Geçen hafta Türk havacılık tarihinin en önemli gelişmelerinden biri yaşanmış ve milli muharip uçağımız KAAN, ilk uçuşunu gerçekleştirmiştir.

Böylece Türkiye’nin yakın tarihte savunma sanayiindeki başarılarına bir yenisi eklenmiştir. Türk havacılık tarihinin geçmişine bakıldığında bu başarı için uzun bir yol kat edildiği görülmektedir.
Vecihi Hürküş’ün ateşinin yaktığı, Nuri Demirağ’ın da belli bir seviyeye getirdiği yerli uçak projesi, en nihayetinde hayata geçirilmiştir.
Fakat bu gelişmenin yerel seçimlerin hemen öncesinde yaşanması, bir kesim tarafından başka noktalara çekilmiştir. KAAN’ın bir seçim yatırımı olduğu ve gündemi değiştirmek için ortaya atıldığı iddia edilmeye başlanmıştır.
Ne gariptir ki aynı eleştiriler yerli ve milli otomobil TOGG için de veya Atak helikopteri için de, TCG Anadolu gemisi için de ifade edilmiştir. Burada şunu anlamamız gerekir ki Türk Savunma Sanayinde yaşanan olumlu gelişmeler esasen iktidarların başarısı gibi görünse de bu işten kârlı çıkan aslında Türk Milleti olmaktadır.
Zira bölgesinde güçlü ve caydırıcı bir orduya sahip olmanın ne kadar büyük anlamlar taşıdığını en iyi bilecek olan da yine aziz Türk Milletidir. 
1967’de Rumlar, Kıbrıs’ta yaşayan Türkler üzerindeki baskılarını iyice artırmışlar ve 15 Kasım 1967 tarihinde Grivas komutasındaki Rum birlikleri Geçitkale'ye saldırarak katliam gerçekleştirmişlerdir. Yapılan saldırılarda 20'den fazla Türk öldürülmüş çok sayıda soydaşımız da yaralanmıştır.
Türk Hükümeti, adaya askeri hareket için hazırlıklara başlamıştır. İşte tam da bu sırada Dışişleri Bakanı İhsan Sabri Çağlayangil ile Genelkurmay Başkanı Cemal Tural arasında tarihe geçen şu diyalog yaşanmıştır: 
Türk ordusunun silah kaynağı ABD’dir. ‘NATO, saldırı değil, savunma ittifakıdır’ diye bize çıkartma gemisi vermiyorlar. ‘Bunlar hücum silahıdır’ diyorlar. ...Elimizde tek çıkartma gemisi yok. İstanbul’dan araba vapurları, altı düz mavnalar getireceğiz. Erleri onlara bindireceğiz.

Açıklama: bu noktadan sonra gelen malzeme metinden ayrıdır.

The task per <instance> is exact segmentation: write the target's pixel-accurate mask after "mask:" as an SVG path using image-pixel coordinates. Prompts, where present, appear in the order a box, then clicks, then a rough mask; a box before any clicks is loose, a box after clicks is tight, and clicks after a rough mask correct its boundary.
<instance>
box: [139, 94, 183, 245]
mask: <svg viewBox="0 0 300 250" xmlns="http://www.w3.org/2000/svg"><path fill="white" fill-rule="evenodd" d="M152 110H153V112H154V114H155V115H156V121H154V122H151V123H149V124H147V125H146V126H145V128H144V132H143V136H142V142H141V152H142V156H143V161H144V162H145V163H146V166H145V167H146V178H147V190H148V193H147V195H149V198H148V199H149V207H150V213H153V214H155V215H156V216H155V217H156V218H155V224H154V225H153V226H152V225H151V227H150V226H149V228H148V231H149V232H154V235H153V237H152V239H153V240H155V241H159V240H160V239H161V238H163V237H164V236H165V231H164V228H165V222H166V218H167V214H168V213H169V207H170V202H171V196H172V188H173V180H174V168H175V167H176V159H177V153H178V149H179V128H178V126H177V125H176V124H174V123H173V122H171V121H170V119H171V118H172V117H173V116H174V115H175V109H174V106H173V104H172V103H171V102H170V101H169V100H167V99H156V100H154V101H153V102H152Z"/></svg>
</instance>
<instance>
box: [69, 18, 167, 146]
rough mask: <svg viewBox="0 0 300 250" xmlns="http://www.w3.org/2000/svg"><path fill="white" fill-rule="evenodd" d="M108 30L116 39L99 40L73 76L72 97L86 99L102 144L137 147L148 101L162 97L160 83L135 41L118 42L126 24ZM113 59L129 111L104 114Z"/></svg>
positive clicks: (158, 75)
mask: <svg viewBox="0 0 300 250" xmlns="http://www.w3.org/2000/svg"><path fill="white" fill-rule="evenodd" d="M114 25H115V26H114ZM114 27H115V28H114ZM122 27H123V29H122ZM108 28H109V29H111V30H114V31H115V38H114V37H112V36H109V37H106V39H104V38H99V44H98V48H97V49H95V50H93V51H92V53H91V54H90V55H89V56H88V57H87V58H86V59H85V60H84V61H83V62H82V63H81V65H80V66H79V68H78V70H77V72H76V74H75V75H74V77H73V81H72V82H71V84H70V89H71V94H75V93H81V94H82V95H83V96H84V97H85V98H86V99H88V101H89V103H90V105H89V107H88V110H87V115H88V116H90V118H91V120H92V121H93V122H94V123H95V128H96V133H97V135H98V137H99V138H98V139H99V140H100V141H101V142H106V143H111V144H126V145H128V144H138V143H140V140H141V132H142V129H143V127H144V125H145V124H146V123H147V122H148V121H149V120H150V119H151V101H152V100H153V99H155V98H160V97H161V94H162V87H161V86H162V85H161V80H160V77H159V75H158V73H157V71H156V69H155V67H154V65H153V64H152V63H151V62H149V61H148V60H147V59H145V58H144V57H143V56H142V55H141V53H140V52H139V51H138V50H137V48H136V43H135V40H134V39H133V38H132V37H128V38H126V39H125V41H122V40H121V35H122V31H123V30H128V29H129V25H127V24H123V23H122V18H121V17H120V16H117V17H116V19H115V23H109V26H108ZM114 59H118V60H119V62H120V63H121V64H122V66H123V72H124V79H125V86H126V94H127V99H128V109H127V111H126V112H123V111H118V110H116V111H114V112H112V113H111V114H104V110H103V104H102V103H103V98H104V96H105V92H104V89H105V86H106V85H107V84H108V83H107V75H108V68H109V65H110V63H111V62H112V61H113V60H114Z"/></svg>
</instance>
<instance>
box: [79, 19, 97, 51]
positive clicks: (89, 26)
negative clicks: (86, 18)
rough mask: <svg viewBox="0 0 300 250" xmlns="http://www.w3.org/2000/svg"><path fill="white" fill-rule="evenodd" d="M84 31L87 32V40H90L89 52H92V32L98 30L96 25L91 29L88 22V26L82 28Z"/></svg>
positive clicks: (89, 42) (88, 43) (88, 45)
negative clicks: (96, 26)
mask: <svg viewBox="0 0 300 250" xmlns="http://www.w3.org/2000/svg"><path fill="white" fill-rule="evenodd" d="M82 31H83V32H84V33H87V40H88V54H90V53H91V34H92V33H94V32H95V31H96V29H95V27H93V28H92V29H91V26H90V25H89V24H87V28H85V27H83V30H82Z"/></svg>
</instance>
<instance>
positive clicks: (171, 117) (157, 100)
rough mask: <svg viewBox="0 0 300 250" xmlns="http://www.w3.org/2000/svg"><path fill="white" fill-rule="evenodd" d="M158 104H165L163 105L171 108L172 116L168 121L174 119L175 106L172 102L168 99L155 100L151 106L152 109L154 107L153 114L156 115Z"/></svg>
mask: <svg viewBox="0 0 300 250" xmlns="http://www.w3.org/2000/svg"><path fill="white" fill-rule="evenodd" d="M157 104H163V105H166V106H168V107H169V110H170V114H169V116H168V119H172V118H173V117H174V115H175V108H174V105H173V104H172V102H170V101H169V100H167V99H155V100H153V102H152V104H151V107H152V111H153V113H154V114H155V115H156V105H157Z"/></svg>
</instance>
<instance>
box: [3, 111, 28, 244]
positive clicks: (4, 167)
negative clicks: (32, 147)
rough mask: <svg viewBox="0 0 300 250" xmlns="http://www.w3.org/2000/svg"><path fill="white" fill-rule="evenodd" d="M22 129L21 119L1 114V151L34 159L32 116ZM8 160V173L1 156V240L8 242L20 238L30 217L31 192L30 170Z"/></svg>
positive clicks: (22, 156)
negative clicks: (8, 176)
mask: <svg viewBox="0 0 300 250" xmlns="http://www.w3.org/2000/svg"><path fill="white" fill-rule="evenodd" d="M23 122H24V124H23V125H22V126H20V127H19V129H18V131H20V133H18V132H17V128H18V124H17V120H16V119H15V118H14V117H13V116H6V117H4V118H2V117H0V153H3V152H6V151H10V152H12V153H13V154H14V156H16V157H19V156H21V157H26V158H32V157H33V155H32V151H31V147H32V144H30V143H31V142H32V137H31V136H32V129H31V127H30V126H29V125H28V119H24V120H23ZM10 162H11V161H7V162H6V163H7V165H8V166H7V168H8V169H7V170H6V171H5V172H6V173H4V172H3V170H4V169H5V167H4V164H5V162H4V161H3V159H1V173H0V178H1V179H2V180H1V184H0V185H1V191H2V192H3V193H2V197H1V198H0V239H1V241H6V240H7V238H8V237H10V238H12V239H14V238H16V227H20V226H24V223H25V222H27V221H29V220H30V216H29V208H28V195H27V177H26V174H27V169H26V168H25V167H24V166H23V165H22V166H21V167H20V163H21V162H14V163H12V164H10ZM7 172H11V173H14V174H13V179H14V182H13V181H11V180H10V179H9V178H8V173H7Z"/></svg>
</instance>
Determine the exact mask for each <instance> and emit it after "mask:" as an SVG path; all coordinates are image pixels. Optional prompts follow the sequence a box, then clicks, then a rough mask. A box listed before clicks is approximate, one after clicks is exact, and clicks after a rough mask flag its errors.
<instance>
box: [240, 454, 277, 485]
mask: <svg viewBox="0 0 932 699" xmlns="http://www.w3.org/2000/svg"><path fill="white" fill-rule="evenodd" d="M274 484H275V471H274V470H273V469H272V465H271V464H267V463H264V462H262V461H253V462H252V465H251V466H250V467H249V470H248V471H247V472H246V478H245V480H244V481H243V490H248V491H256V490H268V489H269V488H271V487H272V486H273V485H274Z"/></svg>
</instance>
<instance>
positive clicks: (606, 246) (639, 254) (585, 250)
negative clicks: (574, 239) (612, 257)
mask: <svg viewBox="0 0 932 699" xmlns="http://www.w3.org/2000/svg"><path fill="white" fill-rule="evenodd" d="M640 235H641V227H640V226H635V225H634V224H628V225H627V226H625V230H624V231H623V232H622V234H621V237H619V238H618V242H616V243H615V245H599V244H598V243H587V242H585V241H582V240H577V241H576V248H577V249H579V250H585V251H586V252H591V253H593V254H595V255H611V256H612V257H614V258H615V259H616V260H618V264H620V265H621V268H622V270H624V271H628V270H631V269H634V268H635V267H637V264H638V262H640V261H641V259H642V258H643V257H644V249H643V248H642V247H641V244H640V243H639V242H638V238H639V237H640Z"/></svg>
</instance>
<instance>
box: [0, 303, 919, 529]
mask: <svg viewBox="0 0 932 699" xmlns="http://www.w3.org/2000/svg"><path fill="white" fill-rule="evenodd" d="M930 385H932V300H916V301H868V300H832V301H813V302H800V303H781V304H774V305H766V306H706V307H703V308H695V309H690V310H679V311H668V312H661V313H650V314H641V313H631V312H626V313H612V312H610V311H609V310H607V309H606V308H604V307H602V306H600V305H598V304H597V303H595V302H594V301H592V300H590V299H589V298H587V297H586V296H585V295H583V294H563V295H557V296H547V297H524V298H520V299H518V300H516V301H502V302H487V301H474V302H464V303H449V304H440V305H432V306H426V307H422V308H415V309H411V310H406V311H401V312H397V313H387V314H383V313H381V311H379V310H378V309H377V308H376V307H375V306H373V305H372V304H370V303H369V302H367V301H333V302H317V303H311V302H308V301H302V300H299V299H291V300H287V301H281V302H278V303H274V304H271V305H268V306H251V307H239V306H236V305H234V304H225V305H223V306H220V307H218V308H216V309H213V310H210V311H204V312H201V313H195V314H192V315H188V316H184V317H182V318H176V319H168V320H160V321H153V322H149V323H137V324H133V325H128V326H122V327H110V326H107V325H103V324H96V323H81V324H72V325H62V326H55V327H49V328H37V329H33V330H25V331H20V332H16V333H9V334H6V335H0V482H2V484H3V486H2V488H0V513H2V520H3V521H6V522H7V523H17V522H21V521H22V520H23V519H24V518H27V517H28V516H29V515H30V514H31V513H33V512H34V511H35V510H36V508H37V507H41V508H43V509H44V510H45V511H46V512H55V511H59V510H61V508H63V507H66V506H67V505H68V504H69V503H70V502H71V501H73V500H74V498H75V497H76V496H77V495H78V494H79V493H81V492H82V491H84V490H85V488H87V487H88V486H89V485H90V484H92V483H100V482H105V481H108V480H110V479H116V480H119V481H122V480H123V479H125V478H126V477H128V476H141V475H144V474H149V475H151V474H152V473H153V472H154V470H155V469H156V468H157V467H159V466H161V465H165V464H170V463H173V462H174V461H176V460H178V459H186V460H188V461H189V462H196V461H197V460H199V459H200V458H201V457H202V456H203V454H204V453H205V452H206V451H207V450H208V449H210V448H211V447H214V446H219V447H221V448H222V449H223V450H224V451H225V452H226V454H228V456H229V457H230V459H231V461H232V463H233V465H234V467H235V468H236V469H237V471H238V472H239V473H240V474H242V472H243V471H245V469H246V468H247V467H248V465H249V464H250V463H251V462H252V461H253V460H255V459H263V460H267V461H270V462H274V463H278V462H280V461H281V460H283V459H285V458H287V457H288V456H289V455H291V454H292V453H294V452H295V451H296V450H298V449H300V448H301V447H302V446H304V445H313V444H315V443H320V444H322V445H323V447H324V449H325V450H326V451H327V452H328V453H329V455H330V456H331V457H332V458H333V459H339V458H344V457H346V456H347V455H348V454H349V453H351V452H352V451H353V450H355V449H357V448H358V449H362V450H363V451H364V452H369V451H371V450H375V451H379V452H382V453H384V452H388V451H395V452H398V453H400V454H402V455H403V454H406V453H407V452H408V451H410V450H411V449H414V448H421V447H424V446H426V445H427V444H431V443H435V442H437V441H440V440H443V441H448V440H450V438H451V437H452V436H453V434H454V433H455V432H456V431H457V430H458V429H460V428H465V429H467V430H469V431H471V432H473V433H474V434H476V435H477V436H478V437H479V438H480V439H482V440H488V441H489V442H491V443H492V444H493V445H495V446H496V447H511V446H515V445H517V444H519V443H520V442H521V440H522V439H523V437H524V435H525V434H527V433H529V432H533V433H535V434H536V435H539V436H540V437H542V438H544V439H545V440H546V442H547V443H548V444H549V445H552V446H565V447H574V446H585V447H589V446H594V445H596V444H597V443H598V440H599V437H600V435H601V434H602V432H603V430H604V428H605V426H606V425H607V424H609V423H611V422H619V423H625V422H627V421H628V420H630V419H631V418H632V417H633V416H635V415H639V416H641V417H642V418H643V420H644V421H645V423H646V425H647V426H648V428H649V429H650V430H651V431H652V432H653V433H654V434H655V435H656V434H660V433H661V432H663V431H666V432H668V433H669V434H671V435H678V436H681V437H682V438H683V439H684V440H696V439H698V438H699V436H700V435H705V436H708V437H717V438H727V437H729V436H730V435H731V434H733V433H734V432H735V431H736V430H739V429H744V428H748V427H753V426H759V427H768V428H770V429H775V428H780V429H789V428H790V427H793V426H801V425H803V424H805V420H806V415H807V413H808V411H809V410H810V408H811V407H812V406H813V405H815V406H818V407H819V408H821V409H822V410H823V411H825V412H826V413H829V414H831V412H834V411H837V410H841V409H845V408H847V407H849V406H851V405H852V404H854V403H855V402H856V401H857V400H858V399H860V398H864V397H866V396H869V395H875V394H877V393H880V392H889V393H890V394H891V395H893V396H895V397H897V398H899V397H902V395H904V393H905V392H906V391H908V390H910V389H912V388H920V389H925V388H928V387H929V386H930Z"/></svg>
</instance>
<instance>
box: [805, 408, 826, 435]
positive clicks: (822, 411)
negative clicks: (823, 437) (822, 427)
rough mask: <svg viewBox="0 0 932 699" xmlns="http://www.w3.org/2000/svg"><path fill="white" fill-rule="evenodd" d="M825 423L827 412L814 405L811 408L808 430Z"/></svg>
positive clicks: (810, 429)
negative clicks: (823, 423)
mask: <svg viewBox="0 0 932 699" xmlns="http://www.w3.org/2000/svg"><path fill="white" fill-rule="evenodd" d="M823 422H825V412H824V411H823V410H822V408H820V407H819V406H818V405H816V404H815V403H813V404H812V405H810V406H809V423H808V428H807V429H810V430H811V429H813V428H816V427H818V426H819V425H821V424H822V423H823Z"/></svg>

Bu araçların Mersin’e gelmesi, hava şartlarına göre bir hafta veya on güne bağlıdır. Karar verildiğine göre hemen harekete geçeceğiz. Ordu emrinde helikopter yok ki işe derhal başlayalım. Topu topu yedi helikopterimiz var. Onların da ikisi yedek parça yokluğundan yatıyor, işlemiyor.
Görüldüğü üzere Türk Silahlı Kuvvetleri, Kıbrıs’a yapmayı tasarladığı askeri çıkarma için çaresizlikten İstanbul’daki arabalı vapurları kullanmayı tasarlıyor, helikopter dahi temin edilemiyordu. 
Fakat bu görüşmede asıl üzerinde durulması gereken nokta “Türk Ordusunun silah kaynağının NATO yani ABD olduğu” ifadesidir. Hal böyle olunca yani Türkiye kendi silahını dışarıdan almaya mahkûm kaldığında siyasi yönden de dışa bağımlı bir ülke durumuna gelmektedir. Neticede Türkiye, hemen burnunun ucundaki Kıbrıs’a askeri çıkarma yapamamıştır. 7 yıl sonra yapılan Kıbrıs Barış Harekâtı sonrasında da ağır ambargo ve yaptırımlarla karşılaşmıştır.
İşte bu gerçeklerden dolayı Türk Savunma Sanayiinde atılan adımları partiler üstü bir anlayışla karşılamak gerekmektedir. Yarın iktidarlar değiştiğinde de söz konusu kazanımların Türk Ordusunun hizmetinde kalacağı unutulmamalıdır.
Türk Milleti, ABD’den veya başka bir dış ülkeden silah satın almanın yeni “Johnson Mektubu” vakalarına sebep olacağını hatırında tutmalıdır. 
Bu konuda en güzel yaklaşım Merhum Necmettin Erbakan tarafından getirilmiştir. Zira "500 otobüs alacağımıza otobüs fabrikası kuralım" sözüyle Erbakan, her alanda milli ve yerli üretimin önemini ortaya koymuştur.